Q3 Results Preview: India Inc.’s Ebitda Margin To Shrink First Time In 12 Quarters: Crisil
India Inc.’s operating margin is expected to contract in the third quarter amid rising input costs, according to Crisil Research.
Corporate profitability, as defined by the earnings before interest, taxes, depreciation and amortisation margin, likely dropped 100-120 basis points year-on-year and 70-100 basis points sequentially in the quarter ended December, Crisil’s analysis of 300 companies, excluding financial services, and oil and gas sectors, indicated.
This marks the first year-on-year decline in 12 quarters.
As many as 27 of the 40 sectors tracked by Crisil are likely to see their Ebitda margins shrink during the period.
Margins in consumer discretionary likely fell 130-150 basis points year-on-year, and in export-linked by 200-250 basis points.
Information technology services likely saw margins contract 230-250 basis points due to increased subcontracting, while steel products and pharmaceuticals may log a contraction of 110-130 basis points each due to rising input cost.
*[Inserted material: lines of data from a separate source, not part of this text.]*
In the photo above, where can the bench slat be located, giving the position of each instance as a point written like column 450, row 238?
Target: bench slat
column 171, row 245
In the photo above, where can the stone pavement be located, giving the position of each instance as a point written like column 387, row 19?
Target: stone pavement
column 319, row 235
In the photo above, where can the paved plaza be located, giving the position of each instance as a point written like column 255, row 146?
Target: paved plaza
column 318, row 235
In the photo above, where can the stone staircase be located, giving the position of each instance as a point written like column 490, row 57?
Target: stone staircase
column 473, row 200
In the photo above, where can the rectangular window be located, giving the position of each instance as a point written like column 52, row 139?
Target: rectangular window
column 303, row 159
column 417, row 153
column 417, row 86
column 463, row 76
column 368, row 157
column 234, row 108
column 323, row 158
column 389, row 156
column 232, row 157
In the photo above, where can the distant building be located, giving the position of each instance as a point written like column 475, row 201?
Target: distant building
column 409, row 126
“Companies were unable to fully pass on soaring input cost, especially key metals and energy prices,” Hetal Gandhi, director at Crisil Research, said in the report. “Flat steel prices were 48% higher on-year in the third quarter, while aluminium was up 41%. The price of Brent crude surged nearly 79%, while spot gas and coking coal rocketed almost 5.4x and 2.4x, respectively, on-year.”
Crisil, however, expects corporate revenue to rise, driven by price hikes.
Revenue, it said, is estimated to have risen 16-17% over a year earlier to Rs 9.1 lakh crore in the third quarter. Sequentially, revenue is likely to have risen 3-4%.
Of the 40 sectors, revenue of 24 is estimated to have grown more than 20% on an annual basis.
Revenue from export-linked sectors such as IT services likely spurted 18-20%, aided by rising share of digital transformation as well as possible revival of deferred projects.
Revenue for pharma companies is seen growing at 6%, while for readymade garments and cotton yarn makers, it’s seen up 30-35% amid higher exports.
“In absolute terms, revenues of most sectors have now risen above their pre-pandemic levels, barring airlines and hospitality,” Drishti Chugh, senior research analyst at Crisil Research, was quoted as saying in the report. “But sectors linked to consumer discretionary products have been a drag on overall corporate revenue, which likely grew 7-9% on-year due to lower volume growth.”
Though revenue growth is in line with expectations, the underlying reasons have changed over the past three quarters, according to Crisil. While volume growth continued to underperform, price hikes provided some offset.
In automobiles, sales volume of commercial vehicles is expected to grow 8% on-year, while for cars and two-wheelers it may drop 9% and 20%, respectively. Realisations, however, could be higher—at 12% in passenger cars and utility vehicles, 7% for two-wheelers and 9% for commercial vehicles—due to price hikes and favourable product mix, Crisil said. “That would take the overall auto segment revenue growth to 4% on-year.”
Lower-than-expected auto production amid semiconductor shortage would also reflect in steel sales volume, which may slip 7% on-year.
In the consumer business segment, leading FMCG firms effected price hikes of 6-8% in the first half of this fiscal, and prices likely remained high even in the reported quarter.